ニーナはサフラの手を取って無事を喜んでいる。
対するドワーフは何が起こったのかわからないと言った顔だ。
ドワーフは痛む手を押さえながら僕を睨みつけている。
「き、貴様…何をした!」
「ただ引金を引いただけさ。特別なことは何もしていない」
「ぬかったわい…奇っ怪な武器を操りおって…」
「その気になれば頭を撃ち抜くことだって出来るさ。抵抗するのは止めろ。出来れば殺したくない」
「…貴様、何が目的だ」
「言っただろう。話し合いに来たと。ドワーフとは何かをこの目で確かめに来たんだ」
「確かめる…だと?理解しようともせず、一方的に戦争を仕掛けてきた人間風情が何を今更…」
「俺たちはドワーフのことを野蛮な種族と教えられている。だが、お前は話に聞いているドワーフ像とは違った。

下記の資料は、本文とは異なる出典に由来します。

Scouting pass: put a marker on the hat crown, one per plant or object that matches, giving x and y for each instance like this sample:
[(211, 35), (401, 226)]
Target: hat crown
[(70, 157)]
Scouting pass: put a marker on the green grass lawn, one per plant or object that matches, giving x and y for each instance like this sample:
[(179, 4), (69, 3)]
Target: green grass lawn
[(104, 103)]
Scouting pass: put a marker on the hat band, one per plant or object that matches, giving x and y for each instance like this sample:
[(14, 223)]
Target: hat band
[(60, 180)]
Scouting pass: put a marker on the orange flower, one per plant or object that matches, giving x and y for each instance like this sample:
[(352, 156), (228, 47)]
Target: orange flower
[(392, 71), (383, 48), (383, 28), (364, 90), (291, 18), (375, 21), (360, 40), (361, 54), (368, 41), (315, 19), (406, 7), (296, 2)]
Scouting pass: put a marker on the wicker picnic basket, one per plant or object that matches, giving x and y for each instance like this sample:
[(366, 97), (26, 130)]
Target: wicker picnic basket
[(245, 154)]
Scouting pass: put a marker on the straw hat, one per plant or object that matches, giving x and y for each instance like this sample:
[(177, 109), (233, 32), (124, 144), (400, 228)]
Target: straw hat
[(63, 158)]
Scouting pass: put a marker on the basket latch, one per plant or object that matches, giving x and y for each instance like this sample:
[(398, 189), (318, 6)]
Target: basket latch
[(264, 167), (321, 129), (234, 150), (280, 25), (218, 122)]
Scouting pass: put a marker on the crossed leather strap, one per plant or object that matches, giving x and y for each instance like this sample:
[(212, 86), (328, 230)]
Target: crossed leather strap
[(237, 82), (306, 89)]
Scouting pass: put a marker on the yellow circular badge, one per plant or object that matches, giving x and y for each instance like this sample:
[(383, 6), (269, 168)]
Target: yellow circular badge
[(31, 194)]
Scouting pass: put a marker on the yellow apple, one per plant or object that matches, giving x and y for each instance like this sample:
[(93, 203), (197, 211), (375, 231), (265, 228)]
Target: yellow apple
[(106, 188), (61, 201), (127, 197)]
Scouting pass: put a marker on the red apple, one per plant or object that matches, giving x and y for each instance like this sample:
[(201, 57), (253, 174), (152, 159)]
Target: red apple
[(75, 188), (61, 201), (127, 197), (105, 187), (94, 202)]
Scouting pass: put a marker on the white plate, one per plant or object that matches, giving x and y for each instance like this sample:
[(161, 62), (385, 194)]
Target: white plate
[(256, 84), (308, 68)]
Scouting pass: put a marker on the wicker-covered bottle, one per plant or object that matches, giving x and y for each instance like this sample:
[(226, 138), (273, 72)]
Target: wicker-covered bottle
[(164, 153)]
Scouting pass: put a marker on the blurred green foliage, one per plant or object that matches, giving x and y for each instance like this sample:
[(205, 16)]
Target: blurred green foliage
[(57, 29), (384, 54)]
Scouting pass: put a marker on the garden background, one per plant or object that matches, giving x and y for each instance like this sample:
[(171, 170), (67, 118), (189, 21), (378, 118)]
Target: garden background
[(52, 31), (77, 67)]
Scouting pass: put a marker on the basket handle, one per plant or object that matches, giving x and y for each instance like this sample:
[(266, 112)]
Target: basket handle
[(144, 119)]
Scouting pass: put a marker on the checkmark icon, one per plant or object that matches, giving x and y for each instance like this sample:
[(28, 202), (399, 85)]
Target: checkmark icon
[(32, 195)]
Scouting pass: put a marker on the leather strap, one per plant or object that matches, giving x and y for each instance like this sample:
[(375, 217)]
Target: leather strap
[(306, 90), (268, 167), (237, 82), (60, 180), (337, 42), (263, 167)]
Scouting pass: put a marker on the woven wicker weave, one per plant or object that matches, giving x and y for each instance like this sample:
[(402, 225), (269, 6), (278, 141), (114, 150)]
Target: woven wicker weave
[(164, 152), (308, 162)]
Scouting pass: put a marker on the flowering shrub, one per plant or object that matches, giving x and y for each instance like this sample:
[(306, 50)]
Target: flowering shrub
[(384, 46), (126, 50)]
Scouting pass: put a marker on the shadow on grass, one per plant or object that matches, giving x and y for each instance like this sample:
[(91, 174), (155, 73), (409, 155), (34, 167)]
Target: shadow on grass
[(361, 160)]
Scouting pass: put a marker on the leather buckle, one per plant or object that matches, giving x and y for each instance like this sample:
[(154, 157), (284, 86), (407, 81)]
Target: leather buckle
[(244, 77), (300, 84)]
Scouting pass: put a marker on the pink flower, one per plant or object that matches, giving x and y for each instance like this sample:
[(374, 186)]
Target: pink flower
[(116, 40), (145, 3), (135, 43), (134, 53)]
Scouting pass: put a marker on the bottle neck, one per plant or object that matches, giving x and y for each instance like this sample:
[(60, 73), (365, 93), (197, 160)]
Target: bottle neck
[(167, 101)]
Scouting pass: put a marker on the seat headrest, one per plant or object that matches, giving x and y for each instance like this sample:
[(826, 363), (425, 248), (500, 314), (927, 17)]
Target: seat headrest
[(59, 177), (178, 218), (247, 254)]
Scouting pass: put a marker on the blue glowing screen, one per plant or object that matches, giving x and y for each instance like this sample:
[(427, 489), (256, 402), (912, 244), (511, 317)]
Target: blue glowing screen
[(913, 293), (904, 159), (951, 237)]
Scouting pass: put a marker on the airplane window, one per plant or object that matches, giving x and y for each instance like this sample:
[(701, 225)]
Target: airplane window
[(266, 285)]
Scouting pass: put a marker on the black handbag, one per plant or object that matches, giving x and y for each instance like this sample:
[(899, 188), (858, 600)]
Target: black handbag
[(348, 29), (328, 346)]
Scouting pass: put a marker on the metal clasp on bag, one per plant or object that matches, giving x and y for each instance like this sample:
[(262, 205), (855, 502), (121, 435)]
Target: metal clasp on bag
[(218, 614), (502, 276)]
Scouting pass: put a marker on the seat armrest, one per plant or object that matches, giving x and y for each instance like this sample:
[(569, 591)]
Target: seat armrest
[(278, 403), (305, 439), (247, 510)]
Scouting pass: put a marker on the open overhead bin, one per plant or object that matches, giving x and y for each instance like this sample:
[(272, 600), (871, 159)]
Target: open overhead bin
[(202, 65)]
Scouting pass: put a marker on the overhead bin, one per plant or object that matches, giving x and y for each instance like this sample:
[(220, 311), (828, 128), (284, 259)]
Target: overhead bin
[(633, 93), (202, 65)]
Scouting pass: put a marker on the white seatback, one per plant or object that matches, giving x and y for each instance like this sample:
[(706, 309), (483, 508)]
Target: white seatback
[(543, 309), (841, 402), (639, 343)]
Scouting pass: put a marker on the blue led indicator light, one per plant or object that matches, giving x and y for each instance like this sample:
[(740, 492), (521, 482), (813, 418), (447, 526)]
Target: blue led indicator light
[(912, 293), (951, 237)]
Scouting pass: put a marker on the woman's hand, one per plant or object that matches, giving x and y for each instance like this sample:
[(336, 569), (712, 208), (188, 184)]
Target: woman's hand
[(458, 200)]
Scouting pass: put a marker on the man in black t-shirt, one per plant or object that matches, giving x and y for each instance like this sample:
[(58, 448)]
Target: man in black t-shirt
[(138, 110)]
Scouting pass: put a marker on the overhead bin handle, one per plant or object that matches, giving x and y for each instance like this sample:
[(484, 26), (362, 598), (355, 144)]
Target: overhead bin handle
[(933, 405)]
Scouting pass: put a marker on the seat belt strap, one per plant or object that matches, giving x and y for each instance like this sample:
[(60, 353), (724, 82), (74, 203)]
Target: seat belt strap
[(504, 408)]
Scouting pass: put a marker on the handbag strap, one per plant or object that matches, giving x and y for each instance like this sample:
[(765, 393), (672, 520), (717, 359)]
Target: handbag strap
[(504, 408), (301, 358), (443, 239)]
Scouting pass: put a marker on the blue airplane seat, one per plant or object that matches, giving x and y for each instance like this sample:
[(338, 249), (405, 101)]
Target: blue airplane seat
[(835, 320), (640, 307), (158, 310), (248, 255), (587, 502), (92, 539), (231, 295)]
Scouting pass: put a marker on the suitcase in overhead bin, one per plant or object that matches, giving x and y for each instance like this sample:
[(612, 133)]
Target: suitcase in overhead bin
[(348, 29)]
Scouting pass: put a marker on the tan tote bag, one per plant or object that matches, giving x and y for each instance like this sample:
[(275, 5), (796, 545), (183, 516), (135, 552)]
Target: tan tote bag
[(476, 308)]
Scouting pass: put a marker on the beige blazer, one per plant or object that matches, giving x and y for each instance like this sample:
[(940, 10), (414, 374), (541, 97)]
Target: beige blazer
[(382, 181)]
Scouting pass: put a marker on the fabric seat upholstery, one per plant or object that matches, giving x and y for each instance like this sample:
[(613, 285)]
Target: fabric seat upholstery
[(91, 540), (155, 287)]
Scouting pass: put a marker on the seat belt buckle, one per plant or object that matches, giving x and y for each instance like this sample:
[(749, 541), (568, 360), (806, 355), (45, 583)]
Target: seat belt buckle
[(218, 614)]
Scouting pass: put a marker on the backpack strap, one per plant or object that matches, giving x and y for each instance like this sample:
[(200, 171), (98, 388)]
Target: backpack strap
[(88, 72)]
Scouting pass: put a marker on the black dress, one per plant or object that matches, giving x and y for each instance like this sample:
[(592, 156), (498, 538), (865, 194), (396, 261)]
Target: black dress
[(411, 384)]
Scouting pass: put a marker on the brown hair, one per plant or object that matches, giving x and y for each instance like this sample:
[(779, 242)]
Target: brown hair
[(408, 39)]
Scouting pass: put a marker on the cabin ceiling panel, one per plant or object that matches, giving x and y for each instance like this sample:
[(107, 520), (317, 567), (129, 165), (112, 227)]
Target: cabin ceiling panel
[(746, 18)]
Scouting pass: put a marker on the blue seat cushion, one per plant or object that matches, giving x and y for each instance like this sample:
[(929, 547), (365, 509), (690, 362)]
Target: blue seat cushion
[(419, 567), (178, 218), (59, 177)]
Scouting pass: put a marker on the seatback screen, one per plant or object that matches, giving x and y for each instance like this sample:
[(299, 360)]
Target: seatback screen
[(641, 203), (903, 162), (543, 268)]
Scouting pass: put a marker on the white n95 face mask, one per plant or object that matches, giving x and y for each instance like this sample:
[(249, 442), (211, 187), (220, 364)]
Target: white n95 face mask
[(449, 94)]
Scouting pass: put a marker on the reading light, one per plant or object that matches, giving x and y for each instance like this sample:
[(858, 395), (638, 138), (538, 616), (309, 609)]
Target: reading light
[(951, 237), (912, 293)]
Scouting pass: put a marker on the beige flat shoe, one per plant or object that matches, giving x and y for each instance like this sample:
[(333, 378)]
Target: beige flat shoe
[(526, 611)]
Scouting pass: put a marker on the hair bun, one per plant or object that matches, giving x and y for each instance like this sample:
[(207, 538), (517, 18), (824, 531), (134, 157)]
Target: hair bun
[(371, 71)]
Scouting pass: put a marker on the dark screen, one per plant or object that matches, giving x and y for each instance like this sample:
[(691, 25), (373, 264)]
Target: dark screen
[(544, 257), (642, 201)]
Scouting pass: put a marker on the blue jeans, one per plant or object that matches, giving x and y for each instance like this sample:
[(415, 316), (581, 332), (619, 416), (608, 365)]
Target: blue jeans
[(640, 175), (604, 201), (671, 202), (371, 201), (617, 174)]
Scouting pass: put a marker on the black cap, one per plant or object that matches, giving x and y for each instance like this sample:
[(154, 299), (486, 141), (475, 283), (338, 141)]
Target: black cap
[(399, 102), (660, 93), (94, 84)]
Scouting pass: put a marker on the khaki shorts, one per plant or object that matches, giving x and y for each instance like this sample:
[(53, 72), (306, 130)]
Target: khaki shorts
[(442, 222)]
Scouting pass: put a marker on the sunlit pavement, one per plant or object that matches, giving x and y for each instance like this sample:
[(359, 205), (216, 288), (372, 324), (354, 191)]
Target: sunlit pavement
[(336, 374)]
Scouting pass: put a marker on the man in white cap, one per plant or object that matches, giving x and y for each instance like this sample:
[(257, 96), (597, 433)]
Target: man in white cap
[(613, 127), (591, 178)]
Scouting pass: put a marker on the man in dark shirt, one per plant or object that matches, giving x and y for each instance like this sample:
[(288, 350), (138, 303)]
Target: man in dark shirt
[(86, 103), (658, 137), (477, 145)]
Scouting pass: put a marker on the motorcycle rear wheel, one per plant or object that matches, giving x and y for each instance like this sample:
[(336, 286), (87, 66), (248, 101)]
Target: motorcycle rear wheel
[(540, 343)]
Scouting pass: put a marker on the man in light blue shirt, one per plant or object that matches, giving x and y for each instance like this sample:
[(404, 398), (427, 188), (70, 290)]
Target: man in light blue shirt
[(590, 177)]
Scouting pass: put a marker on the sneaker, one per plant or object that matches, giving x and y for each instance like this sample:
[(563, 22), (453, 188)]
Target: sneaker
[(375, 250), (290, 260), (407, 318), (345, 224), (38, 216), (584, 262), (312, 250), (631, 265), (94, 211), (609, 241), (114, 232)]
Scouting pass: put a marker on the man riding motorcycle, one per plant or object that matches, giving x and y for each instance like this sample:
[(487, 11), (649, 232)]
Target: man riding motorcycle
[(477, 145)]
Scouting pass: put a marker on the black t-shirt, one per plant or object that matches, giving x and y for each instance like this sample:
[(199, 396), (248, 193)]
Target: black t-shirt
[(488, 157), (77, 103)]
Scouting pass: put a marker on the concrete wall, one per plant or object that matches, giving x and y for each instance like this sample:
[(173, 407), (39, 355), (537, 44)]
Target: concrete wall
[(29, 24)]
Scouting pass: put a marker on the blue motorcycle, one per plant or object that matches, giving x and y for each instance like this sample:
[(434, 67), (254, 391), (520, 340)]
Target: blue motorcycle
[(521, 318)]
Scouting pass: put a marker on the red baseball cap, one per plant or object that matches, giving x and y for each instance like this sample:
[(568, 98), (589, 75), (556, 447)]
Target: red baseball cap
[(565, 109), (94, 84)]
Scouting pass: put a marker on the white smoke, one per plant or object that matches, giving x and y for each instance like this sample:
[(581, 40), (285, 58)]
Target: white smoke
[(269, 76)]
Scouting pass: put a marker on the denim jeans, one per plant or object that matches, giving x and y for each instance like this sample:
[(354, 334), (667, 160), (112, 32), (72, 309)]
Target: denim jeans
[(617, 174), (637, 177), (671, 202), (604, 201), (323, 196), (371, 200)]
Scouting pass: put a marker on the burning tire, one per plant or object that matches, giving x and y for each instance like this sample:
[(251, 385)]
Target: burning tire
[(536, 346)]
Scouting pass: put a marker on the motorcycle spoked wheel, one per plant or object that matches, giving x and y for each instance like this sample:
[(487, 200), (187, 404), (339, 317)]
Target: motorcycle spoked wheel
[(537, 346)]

お前たちは本当に野蛮な種族なのか?」
ドワーフはそれを聞いて表情を歪めた。
不服そうな顔付きで明らかに機嫌が悪いとわかる。
「野蛮なのはお前たちだろう。私たちは人間たちに命を狙われ、その報復でお前の仲間たちを殺す。それだけだ。それに、最初に危害を加えてきたのは貴様たちだ!」
「…ちょっと待て。我々の認識ではドワーフは憎むべき存在。天敵のようなものだと教えられている。それは我々にとって共通の認識だ」
「娘、貴様たちはそうやって私たちドワーフを迫害してきたんだ。私たちはただ平穏で静かな暮らしを望んでいると言うのに…」
憤るドワーフの様子を見る限り話に聞いていた野蛮な印象はどこにもない。
彼の言葉が本当なら身を守るために仕方なく戦ってきたと言うことになる。
「もう一度言う。俺たちはお前を殺しに来たんじゃない。わかればゆっくり頷いてそこに座ってくれ」
するとドワーフは指示通りに動いてその場に腰を据えた。
しかし、その様子はどこか諦めにも似た雰囲気が漂っている。
僕は極力不信感を与えないよう気を付けながらゆっくりとした言葉で続けた。
「よし。では、コイツを使って止血しろ」
僕はポケットからハンカチ変わりの布切れを取り出し、小さく丸めて目の前に放ってやった。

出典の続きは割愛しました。